Cette campagne nationale sera pilotée localement par Unités régionales d’appui et de contrôle travail illégal (URACTI) des Directions régionales de l’économie de l’emploi du travail et des solidarités. L’objectif est de « provoquer un changement de comportement des acteurs » à travers plusieurs phases. Une campagne d’information et de sensibilisation est menée en ce mois de février, notamment par le biais des partenaires sociaux. La phase de contrôles démarrera dès le mois de mars.

« La phase d’information vise à rappeler la différence entre salariat et travail indépendant, ainsi que les risques encourus, souligne la DGT. Elle vise notamment à aller à l’encontre des idées reçues sur la possibilité de recourir à des travailleurs indépendants pour occuper tout type de postes. Elle contribue en outre à prévenir les situations de travail illégal et à favoriser les démarches de régularisation. »

Appel à la prudence

Reçus à ce sujet en janvier par la DGT, les syndicats précisent les situations à risques pour les CHR. « La DGT avance plusieurs arguments sur le fait de cibler les CHR, indique le GHR. La DGT met en avant trois arguments. D’une part, le taux de recours aux travailleurs indépendants est en augmentation. D’autre part, des postes occupés par des travailleurs indépendants suscite une forte présomption de salariat (service organisé, prêt du matériel…). Enfin, le recours à des travailleurs considérés comme vulnérables (jeunes travailleurs, étudiants) en raison de leur manque d’informations sur leurs droits sont un signe d’alerte. »

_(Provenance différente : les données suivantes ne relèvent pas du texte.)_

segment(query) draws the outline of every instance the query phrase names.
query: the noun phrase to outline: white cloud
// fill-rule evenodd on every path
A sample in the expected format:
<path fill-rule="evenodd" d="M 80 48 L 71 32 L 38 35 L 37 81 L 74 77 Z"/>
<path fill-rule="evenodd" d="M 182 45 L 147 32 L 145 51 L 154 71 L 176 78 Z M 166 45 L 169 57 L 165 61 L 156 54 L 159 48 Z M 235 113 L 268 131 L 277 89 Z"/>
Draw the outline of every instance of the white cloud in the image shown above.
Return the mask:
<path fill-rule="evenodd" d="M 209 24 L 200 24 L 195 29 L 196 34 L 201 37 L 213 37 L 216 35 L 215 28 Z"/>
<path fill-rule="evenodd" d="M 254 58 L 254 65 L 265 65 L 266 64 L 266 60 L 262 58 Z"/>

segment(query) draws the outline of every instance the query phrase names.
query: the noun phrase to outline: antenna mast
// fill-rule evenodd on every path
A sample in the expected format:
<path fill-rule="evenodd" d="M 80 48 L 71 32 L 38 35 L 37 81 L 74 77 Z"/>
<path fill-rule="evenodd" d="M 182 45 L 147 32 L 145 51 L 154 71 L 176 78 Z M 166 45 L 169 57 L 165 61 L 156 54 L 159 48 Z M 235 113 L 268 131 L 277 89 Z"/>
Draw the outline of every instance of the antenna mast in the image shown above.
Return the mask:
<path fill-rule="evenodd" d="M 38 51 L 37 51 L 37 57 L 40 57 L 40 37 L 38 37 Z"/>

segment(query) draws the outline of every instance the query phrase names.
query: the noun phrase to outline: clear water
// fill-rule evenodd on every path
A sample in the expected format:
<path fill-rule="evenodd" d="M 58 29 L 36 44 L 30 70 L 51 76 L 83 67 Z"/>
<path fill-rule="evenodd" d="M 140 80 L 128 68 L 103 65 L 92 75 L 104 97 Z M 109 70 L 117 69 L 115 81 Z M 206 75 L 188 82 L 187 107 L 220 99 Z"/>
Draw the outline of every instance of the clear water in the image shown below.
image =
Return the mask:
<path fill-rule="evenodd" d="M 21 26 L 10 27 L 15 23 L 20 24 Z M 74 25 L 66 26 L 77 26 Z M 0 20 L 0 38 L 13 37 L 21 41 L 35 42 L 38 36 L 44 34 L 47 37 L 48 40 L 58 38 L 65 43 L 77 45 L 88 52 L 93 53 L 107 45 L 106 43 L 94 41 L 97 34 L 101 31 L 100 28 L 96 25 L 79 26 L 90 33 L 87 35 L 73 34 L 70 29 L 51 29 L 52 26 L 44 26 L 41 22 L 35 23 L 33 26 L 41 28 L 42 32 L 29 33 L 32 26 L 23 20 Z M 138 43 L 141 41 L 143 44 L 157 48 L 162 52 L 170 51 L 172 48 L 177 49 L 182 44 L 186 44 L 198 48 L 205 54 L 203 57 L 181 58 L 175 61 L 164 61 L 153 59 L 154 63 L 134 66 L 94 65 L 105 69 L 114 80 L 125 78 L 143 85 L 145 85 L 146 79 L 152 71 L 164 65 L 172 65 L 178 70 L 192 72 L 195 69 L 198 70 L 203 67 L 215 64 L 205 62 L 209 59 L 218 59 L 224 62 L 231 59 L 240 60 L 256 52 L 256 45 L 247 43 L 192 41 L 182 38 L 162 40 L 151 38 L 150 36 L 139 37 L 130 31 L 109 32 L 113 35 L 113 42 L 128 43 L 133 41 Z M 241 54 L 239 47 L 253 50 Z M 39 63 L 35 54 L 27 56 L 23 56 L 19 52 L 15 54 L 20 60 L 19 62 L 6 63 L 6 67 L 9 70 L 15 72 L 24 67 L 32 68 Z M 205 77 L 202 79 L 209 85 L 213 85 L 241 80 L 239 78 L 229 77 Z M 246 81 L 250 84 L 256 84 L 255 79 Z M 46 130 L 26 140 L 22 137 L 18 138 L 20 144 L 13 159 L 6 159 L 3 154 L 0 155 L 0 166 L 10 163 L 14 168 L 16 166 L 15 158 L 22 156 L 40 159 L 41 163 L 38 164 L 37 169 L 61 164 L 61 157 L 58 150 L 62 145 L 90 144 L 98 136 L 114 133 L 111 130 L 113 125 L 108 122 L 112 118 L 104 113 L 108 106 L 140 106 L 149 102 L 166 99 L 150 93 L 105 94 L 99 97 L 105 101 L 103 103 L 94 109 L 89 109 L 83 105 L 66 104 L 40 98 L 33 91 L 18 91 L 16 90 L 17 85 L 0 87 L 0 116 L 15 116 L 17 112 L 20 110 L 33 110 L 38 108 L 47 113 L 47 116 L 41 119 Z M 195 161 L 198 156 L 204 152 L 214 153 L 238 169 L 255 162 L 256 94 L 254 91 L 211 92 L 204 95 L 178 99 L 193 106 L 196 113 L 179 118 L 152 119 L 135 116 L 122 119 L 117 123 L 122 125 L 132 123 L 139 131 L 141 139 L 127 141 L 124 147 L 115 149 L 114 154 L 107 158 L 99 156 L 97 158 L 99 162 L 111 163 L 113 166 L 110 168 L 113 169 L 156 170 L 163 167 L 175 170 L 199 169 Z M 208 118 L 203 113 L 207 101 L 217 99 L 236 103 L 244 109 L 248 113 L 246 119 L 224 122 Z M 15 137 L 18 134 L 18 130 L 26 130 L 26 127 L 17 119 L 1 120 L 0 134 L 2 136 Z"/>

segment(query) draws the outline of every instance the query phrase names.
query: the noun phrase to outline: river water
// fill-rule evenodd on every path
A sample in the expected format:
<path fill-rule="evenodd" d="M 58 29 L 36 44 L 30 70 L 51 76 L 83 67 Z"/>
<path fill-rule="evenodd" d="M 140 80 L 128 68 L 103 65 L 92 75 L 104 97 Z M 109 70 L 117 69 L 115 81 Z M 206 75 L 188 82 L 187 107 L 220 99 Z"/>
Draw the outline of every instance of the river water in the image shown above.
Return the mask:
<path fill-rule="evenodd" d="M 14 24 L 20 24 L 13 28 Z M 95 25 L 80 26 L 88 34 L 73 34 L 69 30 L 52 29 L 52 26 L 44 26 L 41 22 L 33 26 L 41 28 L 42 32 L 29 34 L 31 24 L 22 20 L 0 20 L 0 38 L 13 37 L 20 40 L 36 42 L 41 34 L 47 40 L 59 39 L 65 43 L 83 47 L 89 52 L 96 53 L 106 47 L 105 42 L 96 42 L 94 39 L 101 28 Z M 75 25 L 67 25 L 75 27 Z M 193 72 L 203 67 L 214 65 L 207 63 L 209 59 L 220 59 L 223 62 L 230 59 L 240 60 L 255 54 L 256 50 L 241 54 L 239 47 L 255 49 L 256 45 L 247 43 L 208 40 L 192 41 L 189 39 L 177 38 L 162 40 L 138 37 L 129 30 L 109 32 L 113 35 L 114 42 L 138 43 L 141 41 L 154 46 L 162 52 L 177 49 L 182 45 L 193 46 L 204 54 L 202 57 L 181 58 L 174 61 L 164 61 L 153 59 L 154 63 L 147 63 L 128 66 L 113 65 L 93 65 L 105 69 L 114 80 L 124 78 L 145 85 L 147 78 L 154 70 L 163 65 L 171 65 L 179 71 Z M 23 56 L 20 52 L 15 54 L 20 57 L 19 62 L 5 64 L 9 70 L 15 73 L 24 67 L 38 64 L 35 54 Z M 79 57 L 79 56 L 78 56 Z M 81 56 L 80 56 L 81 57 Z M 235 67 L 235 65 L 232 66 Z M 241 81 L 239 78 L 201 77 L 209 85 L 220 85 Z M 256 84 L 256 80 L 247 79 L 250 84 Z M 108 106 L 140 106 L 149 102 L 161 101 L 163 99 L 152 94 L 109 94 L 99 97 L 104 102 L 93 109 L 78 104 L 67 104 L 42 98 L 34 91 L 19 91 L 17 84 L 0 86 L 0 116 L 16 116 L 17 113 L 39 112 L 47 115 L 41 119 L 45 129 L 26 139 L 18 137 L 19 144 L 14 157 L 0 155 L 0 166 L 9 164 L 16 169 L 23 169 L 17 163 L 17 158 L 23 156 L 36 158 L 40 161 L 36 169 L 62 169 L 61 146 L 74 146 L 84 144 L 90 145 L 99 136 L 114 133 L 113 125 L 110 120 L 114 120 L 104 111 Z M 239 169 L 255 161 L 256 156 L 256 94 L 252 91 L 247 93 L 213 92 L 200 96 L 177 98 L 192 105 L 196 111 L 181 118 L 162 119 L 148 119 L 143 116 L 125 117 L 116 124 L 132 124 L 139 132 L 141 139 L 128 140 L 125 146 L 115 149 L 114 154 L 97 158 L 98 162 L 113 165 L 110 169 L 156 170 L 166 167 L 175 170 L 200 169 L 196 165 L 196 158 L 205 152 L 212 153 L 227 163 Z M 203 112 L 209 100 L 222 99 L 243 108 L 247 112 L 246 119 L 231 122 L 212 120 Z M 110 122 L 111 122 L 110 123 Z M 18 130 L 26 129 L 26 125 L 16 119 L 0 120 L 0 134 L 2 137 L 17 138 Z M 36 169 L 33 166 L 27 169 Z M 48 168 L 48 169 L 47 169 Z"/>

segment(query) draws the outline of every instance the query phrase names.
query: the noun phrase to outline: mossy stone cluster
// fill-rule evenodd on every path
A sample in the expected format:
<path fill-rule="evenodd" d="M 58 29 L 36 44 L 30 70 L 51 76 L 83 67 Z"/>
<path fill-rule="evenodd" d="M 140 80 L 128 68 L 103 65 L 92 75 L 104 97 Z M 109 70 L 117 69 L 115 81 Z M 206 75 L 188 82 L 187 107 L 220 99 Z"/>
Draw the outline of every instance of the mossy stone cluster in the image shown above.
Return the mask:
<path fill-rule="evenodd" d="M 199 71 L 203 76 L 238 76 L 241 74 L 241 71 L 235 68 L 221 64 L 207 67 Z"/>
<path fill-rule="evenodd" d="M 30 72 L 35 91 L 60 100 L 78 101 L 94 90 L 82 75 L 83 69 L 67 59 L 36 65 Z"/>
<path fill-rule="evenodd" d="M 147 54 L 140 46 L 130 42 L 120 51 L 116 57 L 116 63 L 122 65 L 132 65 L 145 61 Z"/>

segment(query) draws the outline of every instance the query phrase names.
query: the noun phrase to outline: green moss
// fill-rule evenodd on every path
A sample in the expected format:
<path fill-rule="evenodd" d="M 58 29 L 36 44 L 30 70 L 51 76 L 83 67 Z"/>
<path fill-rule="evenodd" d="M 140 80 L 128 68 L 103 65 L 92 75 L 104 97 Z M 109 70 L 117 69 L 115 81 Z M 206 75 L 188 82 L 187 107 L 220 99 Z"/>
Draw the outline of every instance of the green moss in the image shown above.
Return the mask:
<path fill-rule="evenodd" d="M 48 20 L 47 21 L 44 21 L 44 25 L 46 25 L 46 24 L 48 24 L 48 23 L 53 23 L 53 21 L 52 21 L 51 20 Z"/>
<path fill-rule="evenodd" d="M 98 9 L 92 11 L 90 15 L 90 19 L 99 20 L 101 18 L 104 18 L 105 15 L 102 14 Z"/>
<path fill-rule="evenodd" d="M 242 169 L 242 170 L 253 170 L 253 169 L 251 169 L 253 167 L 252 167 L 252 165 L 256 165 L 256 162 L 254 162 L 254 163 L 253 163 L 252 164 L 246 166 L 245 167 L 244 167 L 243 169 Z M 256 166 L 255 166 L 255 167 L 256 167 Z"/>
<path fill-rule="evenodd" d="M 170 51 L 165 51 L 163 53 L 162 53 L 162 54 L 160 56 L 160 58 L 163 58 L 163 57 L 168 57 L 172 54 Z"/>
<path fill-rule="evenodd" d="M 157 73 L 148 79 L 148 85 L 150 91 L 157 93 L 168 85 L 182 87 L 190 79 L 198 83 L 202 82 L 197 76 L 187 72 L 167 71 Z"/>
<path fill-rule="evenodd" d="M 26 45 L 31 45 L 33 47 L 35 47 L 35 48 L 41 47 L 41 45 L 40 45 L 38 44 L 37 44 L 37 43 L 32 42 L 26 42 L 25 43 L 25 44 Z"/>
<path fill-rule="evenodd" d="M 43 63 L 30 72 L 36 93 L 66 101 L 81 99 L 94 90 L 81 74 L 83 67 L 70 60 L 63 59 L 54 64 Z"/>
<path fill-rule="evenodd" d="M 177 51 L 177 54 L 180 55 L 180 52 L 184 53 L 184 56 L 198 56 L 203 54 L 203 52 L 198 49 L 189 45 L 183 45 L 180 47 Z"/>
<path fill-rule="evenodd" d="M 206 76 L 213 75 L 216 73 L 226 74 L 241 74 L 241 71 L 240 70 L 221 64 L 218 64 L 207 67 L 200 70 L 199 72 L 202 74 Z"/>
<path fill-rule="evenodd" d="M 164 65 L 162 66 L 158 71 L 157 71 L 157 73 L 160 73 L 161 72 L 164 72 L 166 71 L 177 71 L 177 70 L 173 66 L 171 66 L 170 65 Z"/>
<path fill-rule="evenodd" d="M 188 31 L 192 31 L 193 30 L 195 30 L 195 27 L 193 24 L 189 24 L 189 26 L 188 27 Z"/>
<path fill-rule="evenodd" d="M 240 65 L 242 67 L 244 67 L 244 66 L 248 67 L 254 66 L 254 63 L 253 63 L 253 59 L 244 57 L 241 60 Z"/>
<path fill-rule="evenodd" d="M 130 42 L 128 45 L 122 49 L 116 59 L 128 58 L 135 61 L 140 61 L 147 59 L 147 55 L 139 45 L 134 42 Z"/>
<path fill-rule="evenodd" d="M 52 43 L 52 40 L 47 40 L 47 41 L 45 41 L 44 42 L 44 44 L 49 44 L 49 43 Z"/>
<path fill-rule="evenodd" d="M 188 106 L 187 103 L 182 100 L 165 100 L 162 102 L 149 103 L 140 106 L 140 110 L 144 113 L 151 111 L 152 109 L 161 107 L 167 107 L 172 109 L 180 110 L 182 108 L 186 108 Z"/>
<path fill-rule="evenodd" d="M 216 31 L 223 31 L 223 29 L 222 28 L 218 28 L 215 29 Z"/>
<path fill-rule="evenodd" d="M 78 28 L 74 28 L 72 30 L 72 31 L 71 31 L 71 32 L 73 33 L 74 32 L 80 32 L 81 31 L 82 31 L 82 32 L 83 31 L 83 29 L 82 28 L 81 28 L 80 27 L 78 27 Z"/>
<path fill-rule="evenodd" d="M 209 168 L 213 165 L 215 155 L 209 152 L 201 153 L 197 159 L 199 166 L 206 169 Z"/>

Le recours abusif au statut de travailleur indépendant correspond aux situations où une entreprise fait appel à un travailleur indépendant alors que la relation de travail correspond en réalité à celle d’un contrat de travail salarié. On parle aussi de "salariat déguisé" ou de "faux statut d’indépendant". Ainsi, le "faux" travailleur indépendant se trouve dans des conditions identiques à celle d’un salarié mais sans en avoir ni le statut ni les droits afférents.
Mélanie Duclos, Cheffe de la mission communication à la Direction générale du travail

L’Umih rappelle que sa position sur le sujet reste la même. « Nous ne promouvons pas le modèle dans sa globalité parce qu’il met en cause notre modèle social et parce qu’il est porteur de risques pour le chef d’entreprise. » Le syndicat insiste sur l’importance de considérer que « le statut de la relation de travail ne dépend pas de la forme du contrat, mais bien des conditions réelles d’exécution : directives, contrôle, intégration dans un service organisé ou horaires imposés. En cas de contrôle, les entreprises risquent une requalification en contrat de travail, des redressements sociaux et fiscaux, voire des poursuites pour travail dissimulé dans les cas les plus graves. »

En effet, le recours à des plateformes de mise en relation n’écarte pas ce risque de requalification.

Le TESE comme alternative

Le GHR a ainsi appelé tous ses adhérents à la plus grande prudence et déconseille le recours aux auto-entrepreneurs, particulièrement sur les postes relevant de l’activité normale et régulière de l’entreprise.

L’Umih incite pour sa part les employeurs à avoir recours au Titre emploi-service entreprise (TESE), dispositif simplifié par l’Urssaf depuis le 1er janvier 2026. Il permet de sécuriser les embauches d’extras, de saisonniers ou d’employés occasionnels. Le TESE permet de centraliser les formalités d’embauche (DPAE, contrat, cotisations), de générer automatiquement les bulletins de paie et de sécuriser les pratiques sociales.

A l’issue de la campagne, La DGT établira un bilan et une évaluation pour mesurer les changements de comportement et les régularisations obtenues en répercussion.